At first, it was innocent. We met through a mutual friend and exchanged stories over lunch. He made me laugh, and that’s where it started—just simple, unguarded conversations. But things moved fast. The chemistry was undeniable, and one night, it just happened. I lost my virginity to him. It wasn’t some grand romantic gesture, but it felt like a huge moment for me.
I thought I was falling in love. I thought it was real. But I was wrong.
Jason wasn’t the type to settle down, or so I learned quickly. I tried to convince myself that we had something special, something that was worth waiting for. But as the months went on, he was always too busy, always distracted, and I started to notice the way he looked at other girls when I wasn’t around. I brushed it off—he was just being friendly, right? That’s what I told myself.

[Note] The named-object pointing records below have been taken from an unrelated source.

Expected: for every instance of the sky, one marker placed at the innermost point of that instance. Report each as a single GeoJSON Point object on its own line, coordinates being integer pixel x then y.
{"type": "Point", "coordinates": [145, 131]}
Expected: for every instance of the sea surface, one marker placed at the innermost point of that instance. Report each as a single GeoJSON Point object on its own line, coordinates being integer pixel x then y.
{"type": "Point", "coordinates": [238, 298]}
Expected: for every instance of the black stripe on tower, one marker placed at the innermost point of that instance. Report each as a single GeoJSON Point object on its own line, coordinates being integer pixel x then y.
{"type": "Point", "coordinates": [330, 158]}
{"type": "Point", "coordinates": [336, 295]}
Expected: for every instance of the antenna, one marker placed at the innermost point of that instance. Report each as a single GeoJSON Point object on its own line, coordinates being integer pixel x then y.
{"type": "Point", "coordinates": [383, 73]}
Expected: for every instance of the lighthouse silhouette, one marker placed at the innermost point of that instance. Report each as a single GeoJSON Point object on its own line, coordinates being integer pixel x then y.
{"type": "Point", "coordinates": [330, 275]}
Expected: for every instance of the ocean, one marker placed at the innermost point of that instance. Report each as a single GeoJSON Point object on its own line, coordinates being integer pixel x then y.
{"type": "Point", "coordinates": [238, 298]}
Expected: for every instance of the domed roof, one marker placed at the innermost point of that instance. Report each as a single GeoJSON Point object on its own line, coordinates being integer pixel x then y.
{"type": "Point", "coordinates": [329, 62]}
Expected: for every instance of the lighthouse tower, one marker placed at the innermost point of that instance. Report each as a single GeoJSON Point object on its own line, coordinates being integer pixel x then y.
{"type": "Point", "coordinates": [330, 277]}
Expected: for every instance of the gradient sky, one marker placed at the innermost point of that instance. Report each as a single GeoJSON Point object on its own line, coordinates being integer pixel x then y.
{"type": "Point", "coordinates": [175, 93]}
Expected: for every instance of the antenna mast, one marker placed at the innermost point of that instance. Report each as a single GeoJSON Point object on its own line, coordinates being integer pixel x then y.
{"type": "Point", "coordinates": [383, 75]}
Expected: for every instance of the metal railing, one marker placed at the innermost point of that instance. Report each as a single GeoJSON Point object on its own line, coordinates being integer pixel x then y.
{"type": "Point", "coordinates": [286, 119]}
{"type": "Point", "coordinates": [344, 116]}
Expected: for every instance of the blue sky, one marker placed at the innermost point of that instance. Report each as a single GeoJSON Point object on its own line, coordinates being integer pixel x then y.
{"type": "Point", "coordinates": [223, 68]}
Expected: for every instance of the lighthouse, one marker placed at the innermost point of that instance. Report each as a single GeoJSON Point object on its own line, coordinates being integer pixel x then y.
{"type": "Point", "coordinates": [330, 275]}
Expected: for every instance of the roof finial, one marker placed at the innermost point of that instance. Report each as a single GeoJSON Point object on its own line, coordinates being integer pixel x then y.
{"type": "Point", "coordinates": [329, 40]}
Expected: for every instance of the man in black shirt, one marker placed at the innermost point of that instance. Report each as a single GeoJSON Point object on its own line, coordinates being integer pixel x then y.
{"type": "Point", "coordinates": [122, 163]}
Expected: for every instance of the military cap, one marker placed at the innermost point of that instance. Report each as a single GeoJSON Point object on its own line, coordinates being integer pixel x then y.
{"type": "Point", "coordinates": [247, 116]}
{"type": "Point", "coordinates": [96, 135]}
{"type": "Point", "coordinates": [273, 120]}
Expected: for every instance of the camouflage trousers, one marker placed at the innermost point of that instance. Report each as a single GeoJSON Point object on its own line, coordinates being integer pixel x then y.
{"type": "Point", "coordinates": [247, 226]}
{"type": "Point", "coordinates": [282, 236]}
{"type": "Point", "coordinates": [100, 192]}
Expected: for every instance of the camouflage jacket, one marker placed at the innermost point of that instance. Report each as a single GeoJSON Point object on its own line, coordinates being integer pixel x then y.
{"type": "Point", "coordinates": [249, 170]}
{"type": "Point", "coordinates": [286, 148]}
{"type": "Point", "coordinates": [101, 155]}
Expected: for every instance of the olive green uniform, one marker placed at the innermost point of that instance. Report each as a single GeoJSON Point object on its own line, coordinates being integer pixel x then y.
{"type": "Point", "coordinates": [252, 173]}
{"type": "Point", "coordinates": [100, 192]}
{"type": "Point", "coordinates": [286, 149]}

But deep down, I knew. And it hurt.
It wasn’t until he got a girlfriend, someone else who was just as pretty, just as easygoing, that I realized I was just another girl in his life. He didn’t see me the way I saw him. Still, I held on to the hope that maybe things could change. That maybe he’d realize what we could be.
A few months later, he came back to me—when his relationship hit a rough patch. He reached out, saying things weren’t great, that he missed me. I fell for it. We ended up getting together again, but I knew deep down it was a mistake. He was only using me as a distraction, a way to cope with his problems. And I let him.
They broke up eventually, just like I had predicted. But that didn’t bring us closer—it just left me heartbroken, watching him move on to someone else without a second thought. I tried to act like I was fine, pretending like I didn’t care. But the truth was, I cared too much. And it was killing me.
Then came the worst part. He ghosted me. One day, he just disappeared—no text, no explanation, nothing. I tried reaching out, but he blocked me on everything. It felt like the ultimate betrayal, and I didn’t understand why he’d do that after everything we shared. I couldn’t even ask him why he did it. It just ended, and I was left with a million questions and an aching heart.
Now, months have passed, and I’ve tried to move on. But I can’t. I think about him all the time, and part of me still wishes he’d come back, that maybe he’d finally realize what we could’ve had. I hate myself for it—how much I still want him, even after everything. But I can’t shake the feelings. It’s like I’m addicted to the idea of him, to what we could’ve been if things had turned out differently.
I hate how much I’ve let him control my emotions. I hate how easily he manipulated me, even if it wasn’t intentional. But no matter how much I try to hate him, I still can’t let go. I know I should, but part of me is still waiting for that message, that moment where he tells me that everything will be okay.
Maybe one day, I’ll be able to move on. But for now, I’m stuck in this loop of longing, disappointment, and unspoken words. It’s exhausting. I just want to be free from it.